LUKYMUM · 26/10/2013 19:31

How long have you had au pair? I know it's no consolation but my son has been the same. In our situation I backed the au pair up 100%. I think if you have future au pair try to find someone who may be a trained teacher or had experience with kids. I give my au pair pep talks, remind her it's not personal. I've implemented tick chart and trying to make time to give him more love and attention. I've never been so embarrassed in my life so I can definitely relate to your dilemma.

Lonecatwithkitten · 27/10/2013 10:50

When my DD at 5 started this with our new AP I went for the draconian approach. There were big penalties for being rude, disrespectful and disobedient to AP. These included not being able to attend activities etc. I had a firm conversation with DD right of the start explaining exactly what was unacceptable and that it was a zero tolerance policy.
This knocked it on the head in about 2 weeks and DD is now nearly 10 and has never tried this behaviour with anyone else. She grew to love the AP who she still has contact with now.

sagalsmith · 28/10/2013 11:53

Thanks for that. I'm sadly on the look out for another au pair now- as you said- hugely embarrassed by my dd's behaviour but its so out of character, I'm not sure how to handle it.
Having had some time to reflect, au pair is not a very happy person and an extreme introvert. Only been here 2 months but haven't really bothered to see the sights etc so maybe dd is catching onto something. We were just so glad we got someone so disciplined (way better than us) but there was this sense of joylessness.
Will be looking for someone much older this time- that was good advice on ex-teachers etc. Old ad literally asked for a happy, playful person. Will ask for more this time.

OP posts:
Lonecatwithkitten · 28/10/2013 12:33

Perhaps checking out Granny au pair I haven't used them yet, but have heard good things.

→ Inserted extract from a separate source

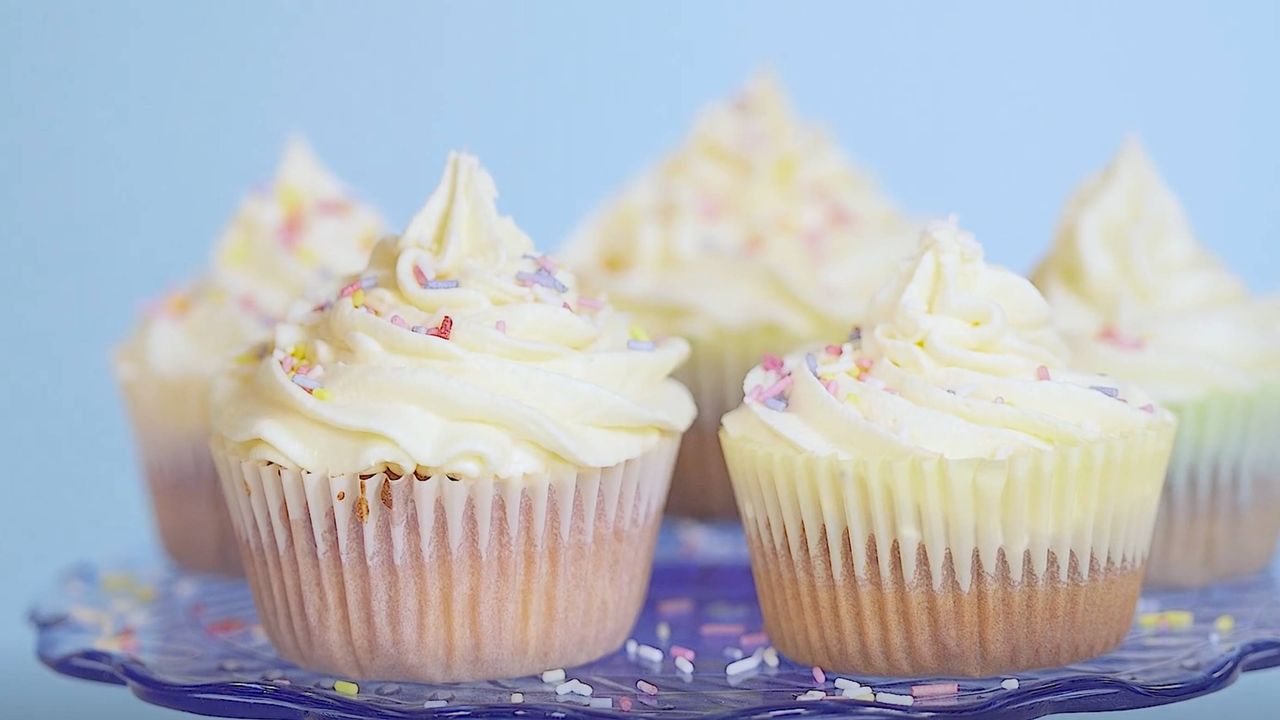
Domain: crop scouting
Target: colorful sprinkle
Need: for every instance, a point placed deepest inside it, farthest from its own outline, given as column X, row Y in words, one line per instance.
column 346, row 687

LUKYMUM · 28/10/2013 19:08

I can understand if your au pair was not that much fun. My au pair is great but sometimes she was so robotic. So I spelled it out for her. Don't just ask him to do things in a bossy way, make it fun. Tickle him, compete with him to get him changed quickly. Also don't bark orders at him, say please, Thankyou , excuse me to him.

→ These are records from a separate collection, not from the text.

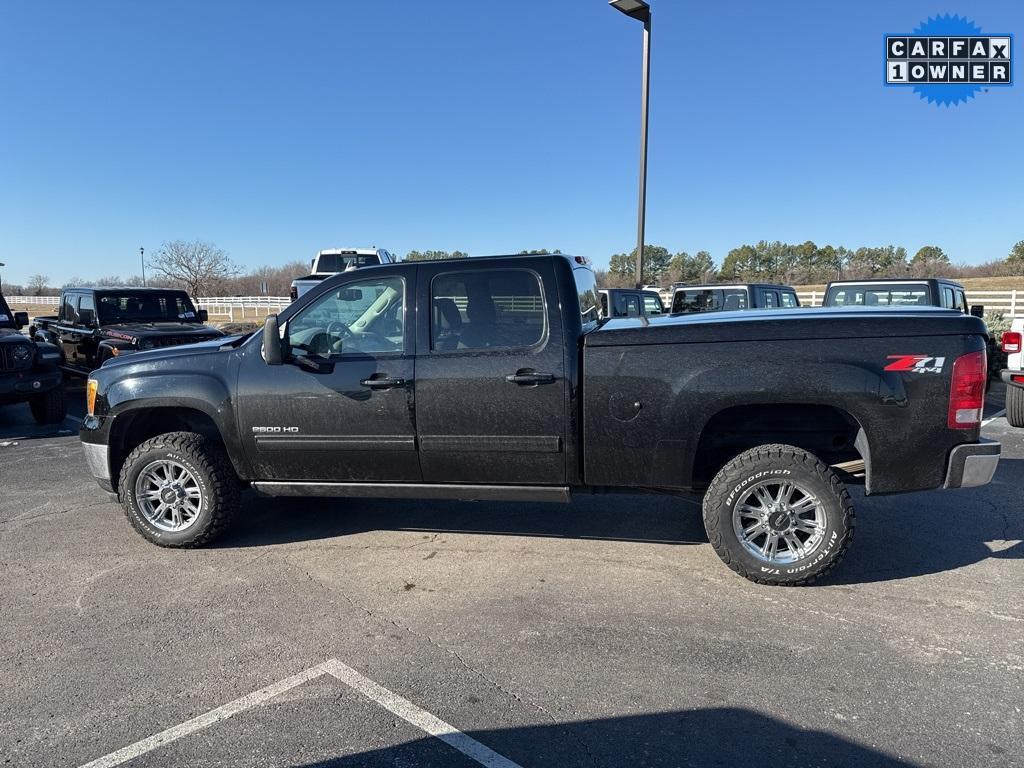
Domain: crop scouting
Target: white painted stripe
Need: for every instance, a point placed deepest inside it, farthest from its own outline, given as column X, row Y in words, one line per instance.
column 377, row 693
column 214, row 716
column 418, row 717
column 993, row 417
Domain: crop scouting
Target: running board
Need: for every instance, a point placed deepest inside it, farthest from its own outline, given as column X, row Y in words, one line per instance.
column 454, row 492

Maybe look for someone who has also worked in kids camps over holidays. Someone who likes creative activities, so even when little one wants to be a brat, they can't help themselves but join in. My son was also out of character, so I was besides myself. Touch wood it's subsided for the last week. Maybe with yours it was blessing in disguise if she wasn't much fun. Good luck hope it goes smoothly for you.